La causa básica de esa veneración general no está en la calidad de sus partidas, sino en su carácter amistoso —que le llevó a ser una de las poquísimas personas que mereció la confianza de Fischer en su etapa más paranoica— y, sobre todo, en su gran capacidad didáctica. Millones de aficionados de todo el mundo anhelaban la publicación de cada número de las revistas especializadas más importantes en cada idioma porque en todas ellas estaba el artículo mensual de Glígoric. El título genérico era La Partida del Mes, que el gran maestro serbio diseccionaba con un análisis sumamente minucioso.
Para entender bien el valor de ese trabajo hay que tener muy presente que las computadoras de ajedrez —monstruos que hoy calculan millones de jugadas por segundo— no llegaban entonces ni a la categoría de quimera. El único módulo de análisis era la propia cabeza, y la de Glígoric, tan equilibrada desde la niñez hasta el fin, alumbraba cada mes con resplandor los procelosos secretos del deporte mental por excelencia. Y no satisfecho con ello, también componía música y tocaba el piano.

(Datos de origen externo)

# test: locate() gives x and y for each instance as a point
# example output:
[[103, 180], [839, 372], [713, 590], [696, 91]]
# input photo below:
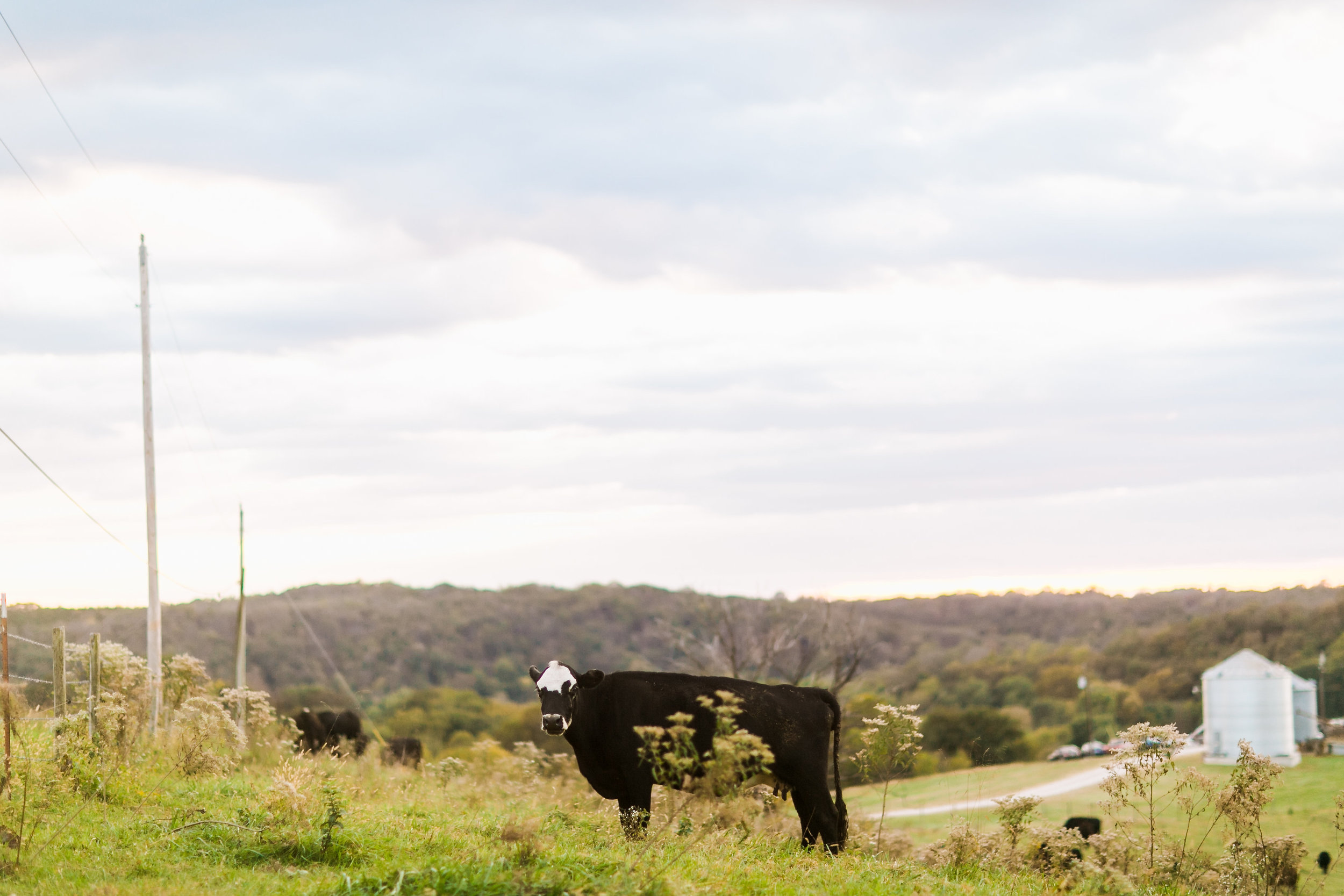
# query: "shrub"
[[205, 741], [890, 743]]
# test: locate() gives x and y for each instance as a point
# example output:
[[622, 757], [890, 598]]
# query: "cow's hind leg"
[[818, 814], [635, 809]]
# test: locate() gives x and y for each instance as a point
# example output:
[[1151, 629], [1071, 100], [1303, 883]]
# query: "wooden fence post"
[[58, 671], [9, 698], [95, 688]]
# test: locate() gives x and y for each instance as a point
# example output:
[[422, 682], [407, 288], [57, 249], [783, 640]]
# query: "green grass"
[[496, 830], [969, 784], [502, 830], [1304, 804]]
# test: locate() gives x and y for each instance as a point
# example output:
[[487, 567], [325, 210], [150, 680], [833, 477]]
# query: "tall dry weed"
[[205, 739]]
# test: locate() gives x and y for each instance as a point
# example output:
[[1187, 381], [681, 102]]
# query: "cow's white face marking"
[[554, 677]]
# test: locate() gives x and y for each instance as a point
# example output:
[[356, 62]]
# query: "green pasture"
[[494, 830], [1304, 802]]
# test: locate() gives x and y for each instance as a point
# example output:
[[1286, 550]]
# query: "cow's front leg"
[[635, 811]]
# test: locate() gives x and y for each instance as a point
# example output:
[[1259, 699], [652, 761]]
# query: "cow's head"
[[558, 687]]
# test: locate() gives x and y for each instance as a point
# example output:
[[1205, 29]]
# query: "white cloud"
[[808, 299]]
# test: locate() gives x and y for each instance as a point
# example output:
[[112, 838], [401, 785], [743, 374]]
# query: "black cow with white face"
[[598, 712]]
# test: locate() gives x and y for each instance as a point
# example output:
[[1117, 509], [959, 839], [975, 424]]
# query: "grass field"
[[502, 827], [498, 829], [1304, 802]]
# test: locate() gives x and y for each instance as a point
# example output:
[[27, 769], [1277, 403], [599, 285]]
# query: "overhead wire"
[[92, 518], [47, 90], [54, 211], [120, 286]]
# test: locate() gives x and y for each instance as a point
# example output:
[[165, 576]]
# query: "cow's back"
[[796, 723]]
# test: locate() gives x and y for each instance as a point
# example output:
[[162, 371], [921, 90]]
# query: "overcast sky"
[[823, 299]]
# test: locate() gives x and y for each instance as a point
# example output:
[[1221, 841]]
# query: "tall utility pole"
[[154, 621], [241, 637]]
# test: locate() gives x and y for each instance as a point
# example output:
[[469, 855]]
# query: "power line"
[[53, 207], [92, 518], [54, 104]]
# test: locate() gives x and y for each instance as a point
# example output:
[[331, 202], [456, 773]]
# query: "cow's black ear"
[[592, 679]]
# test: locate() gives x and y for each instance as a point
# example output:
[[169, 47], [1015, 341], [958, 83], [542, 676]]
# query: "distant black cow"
[[597, 714], [1084, 825], [326, 730], [404, 751], [312, 733]]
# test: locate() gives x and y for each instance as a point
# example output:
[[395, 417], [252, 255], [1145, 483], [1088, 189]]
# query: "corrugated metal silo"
[[1304, 709], [1248, 698]]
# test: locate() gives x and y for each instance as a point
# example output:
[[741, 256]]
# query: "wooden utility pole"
[[241, 637], [58, 671], [154, 621], [4, 660], [95, 687]]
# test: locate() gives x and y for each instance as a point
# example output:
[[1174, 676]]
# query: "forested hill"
[[386, 637]]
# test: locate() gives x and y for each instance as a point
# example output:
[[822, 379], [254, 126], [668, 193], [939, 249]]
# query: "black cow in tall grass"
[[598, 712], [327, 730]]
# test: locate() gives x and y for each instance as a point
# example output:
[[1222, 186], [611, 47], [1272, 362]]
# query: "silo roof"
[[1248, 664]]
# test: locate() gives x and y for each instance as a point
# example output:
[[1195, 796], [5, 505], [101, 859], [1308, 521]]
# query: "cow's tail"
[[842, 813]]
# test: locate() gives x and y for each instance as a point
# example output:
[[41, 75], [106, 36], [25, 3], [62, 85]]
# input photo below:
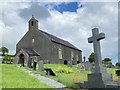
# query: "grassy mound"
[[12, 77]]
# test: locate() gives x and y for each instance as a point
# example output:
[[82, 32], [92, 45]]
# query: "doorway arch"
[[21, 59]]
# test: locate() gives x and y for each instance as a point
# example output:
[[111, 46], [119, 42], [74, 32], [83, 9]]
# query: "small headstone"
[[84, 58], [49, 72], [80, 67], [110, 65], [87, 65], [69, 63], [16, 60], [30, 62], [40, 66], [99, 78], [118, 72]]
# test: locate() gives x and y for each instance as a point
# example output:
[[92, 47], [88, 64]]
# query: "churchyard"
[[83, 75], [12, 77], [19, 79]]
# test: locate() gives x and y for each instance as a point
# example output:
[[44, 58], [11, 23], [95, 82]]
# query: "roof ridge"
[[59, 40]]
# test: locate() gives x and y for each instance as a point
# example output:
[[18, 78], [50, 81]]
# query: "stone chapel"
[[38, 45]]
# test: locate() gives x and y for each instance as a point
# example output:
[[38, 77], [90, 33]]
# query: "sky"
[[71, 21]]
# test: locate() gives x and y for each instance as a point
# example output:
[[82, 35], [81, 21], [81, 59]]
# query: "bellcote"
[[33, 24]]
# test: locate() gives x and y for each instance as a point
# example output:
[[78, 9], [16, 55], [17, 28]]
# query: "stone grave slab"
[[49, 72]]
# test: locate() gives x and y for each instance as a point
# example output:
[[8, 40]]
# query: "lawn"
[[69, 79], [13, 77]]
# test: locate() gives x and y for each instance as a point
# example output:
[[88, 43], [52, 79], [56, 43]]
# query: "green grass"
[[67, 79], [70, 79], [0, 76], [13, 77]]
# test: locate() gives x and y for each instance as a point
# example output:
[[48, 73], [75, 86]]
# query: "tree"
[[4, 50], [91, 57]]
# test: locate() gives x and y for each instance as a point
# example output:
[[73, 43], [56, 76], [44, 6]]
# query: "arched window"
[[33, 41], [32, 23]]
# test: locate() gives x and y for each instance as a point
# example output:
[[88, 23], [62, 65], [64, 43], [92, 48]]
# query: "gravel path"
[[45, 80]]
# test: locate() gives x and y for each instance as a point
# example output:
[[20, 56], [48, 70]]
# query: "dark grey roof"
[[59, 41], [30, 51]]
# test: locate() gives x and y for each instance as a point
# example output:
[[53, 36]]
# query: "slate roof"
[[30, 51], [59, 41]]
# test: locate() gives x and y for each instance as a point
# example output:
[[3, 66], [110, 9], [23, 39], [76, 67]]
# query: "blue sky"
[[71, 21]]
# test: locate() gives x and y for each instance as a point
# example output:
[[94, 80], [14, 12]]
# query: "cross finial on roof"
[[32, 15]]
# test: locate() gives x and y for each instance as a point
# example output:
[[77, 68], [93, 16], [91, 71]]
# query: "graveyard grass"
[[71, 78], [12, 77]]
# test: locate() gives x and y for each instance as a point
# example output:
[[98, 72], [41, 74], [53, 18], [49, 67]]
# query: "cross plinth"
[[99, 78], [95, 39]]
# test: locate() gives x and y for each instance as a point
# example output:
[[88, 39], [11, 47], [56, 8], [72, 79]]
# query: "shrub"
[[64, 69]]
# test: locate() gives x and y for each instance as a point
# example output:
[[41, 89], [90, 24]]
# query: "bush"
[[64, 70]]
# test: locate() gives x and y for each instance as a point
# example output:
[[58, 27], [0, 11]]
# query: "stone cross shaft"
[[95, 39]]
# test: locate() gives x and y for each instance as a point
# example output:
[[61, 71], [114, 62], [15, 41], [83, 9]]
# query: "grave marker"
[[40, 66]]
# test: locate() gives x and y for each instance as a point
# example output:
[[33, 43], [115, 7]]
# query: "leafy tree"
[[106, 61], [91, 57], [118, 64], [4, 50]]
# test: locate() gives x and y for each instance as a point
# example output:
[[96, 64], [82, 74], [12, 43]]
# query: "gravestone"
[[69, 63], [65, 62], [87, 65], [99, 78], [80, 67], [30, 62], [16, 60], [49, 72], [84, 58], [40, 66]]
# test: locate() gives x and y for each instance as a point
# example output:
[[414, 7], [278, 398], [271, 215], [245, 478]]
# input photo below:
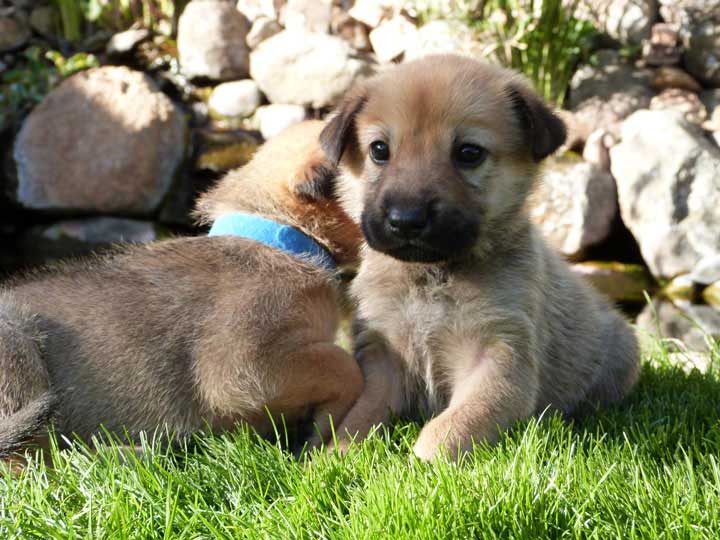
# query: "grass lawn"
[[647, 469]]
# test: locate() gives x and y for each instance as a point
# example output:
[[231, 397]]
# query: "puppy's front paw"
[[431, 443]]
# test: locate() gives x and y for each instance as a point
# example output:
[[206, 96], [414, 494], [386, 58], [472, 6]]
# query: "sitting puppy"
[[464, 313], [193, 332]]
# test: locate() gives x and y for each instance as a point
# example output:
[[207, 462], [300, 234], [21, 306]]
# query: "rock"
[[253, 9], [444, 36], [680, 288], [706, 271], [352, 31], [711, 100], [224, 151], [671, 77], [699, 23], [617, 281], [105, 140], [73, 238], [44, 20], [262, 29], [236, 99], [307, 69], [608, 93], [668, 179], [711, 294], [391, 37], [686, 102], [662, 49], [274, 118], [688, 325], [308, 15], [13, 34], [574, 205], [371, 12], [628, 21], [125, 42], [577, 130], [211, 41], [597, 149]]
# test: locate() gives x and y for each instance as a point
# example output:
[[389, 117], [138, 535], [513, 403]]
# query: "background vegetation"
[[646, 469]]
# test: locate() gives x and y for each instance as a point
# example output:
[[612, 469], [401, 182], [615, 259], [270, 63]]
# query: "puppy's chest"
[[416, 321]]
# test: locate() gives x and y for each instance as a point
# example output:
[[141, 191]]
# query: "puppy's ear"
[[317, 181], [339, 133], [544, 131]]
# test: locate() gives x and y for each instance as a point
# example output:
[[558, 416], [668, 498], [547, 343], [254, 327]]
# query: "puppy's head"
[[438, 155], [291, 181]]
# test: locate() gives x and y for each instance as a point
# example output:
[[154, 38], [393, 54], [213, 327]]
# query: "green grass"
[[647, 469]]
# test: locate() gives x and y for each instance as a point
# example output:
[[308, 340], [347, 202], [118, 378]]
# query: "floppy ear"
[[318, 181], [544, 131], [339, 132]]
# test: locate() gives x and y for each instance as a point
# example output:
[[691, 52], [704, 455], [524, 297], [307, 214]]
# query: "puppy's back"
[[589, 352], [143, 321]]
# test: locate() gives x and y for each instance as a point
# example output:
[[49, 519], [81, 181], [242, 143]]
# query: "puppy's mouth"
[[435, 245]]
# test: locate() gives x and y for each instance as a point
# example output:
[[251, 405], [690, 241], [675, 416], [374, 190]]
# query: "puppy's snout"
[[408, 220]]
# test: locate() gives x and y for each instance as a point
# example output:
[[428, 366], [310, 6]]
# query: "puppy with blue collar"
[[189, 333]]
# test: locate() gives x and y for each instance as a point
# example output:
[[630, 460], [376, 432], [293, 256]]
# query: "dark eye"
[[469, 155], [379, 152]]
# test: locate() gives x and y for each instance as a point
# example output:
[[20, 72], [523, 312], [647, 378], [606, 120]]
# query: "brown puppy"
[[190, 332], [464, 313]]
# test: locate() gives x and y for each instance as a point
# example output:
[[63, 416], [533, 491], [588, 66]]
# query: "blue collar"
[[273, 234]]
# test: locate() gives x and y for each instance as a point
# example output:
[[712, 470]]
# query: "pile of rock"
[[640, 183]]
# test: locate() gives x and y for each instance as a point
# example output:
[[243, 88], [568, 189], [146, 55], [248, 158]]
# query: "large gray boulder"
[[574, 205], [211, 41], [668, 180], [628, 21], [106, 140], [304, 68], [609, 92]]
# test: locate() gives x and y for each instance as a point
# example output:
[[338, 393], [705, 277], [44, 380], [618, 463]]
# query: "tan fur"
[[497, 328], [190, 332]]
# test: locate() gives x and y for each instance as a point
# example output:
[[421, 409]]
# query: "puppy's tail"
[[23, 425]]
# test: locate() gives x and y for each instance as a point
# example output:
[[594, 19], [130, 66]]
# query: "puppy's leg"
[[495, 387], [26, 402], [384, 393], [620, 367], [327, 377]]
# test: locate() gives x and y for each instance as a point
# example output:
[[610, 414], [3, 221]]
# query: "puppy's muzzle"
[[407, 221]]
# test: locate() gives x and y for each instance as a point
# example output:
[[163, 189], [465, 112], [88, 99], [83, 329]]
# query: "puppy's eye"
[[469, 155], [379, 152]]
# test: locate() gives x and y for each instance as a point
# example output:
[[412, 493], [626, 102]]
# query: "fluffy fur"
[[467, 317], [188, 333]]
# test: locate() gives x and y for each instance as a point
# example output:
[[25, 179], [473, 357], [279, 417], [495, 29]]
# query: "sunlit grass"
[[646, 469]]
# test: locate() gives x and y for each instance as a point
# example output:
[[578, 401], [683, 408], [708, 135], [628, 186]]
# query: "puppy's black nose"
[[407, 222]]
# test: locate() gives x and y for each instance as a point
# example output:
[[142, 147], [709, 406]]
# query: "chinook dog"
[[464, 314], [187, 333]]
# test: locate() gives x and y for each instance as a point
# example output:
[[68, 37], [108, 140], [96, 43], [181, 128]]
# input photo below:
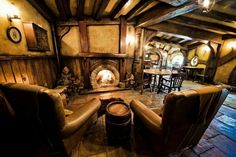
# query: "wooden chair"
[[173, 83]]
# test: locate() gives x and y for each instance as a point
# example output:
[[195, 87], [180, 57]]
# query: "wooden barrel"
[[118, 121]]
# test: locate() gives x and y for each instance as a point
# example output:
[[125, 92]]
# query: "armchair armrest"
[[80, 116], [149, 118]]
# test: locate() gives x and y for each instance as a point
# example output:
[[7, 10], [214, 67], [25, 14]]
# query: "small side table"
[[118, 121]]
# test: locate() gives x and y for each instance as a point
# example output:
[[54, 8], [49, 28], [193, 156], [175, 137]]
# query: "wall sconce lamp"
[[10, 17], [129, 39], [12, 12], [232, 45], [206, 5]]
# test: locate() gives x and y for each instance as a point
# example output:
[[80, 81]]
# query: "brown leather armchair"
[[183, 120], [41, 127]]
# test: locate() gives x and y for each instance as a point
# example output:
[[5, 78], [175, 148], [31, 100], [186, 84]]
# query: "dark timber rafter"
[[160, 13], [118, 8], [217, 15], [63, 7], [101, 9], [193, 46], [138, 8], [217, 28], [174, 2], [194, 33], [43, 9], [81, 9]]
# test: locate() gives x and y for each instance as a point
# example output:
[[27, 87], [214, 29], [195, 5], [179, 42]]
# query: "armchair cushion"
[[186, 115], [41, 117]]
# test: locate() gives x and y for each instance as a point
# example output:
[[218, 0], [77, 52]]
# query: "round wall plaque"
[[14, 34], [194, 61]]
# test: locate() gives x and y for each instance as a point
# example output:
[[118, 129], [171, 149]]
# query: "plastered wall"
[[101, 39], [27, 14], [223, 72]]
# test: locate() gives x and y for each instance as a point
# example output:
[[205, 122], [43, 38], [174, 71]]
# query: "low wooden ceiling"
[[176, 21]]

Cuando muere un ajedrecista muy querido, es frecuente recurrir al consuelo de que sus partidas siempre estarán ahí, aunque él se haya ido. Pero en el caso del entrañable Gliga nos quedarán, además, sus libros, sus artículos magistrales y, sobre todo, el recuerdo de una forma de ser ejemplar. Cuando la dura realidad cotidiana incita a creer que el ser humano es malo por naturaleza, uno piensa en gente como Glígoric y debe reconocer dudas razonables.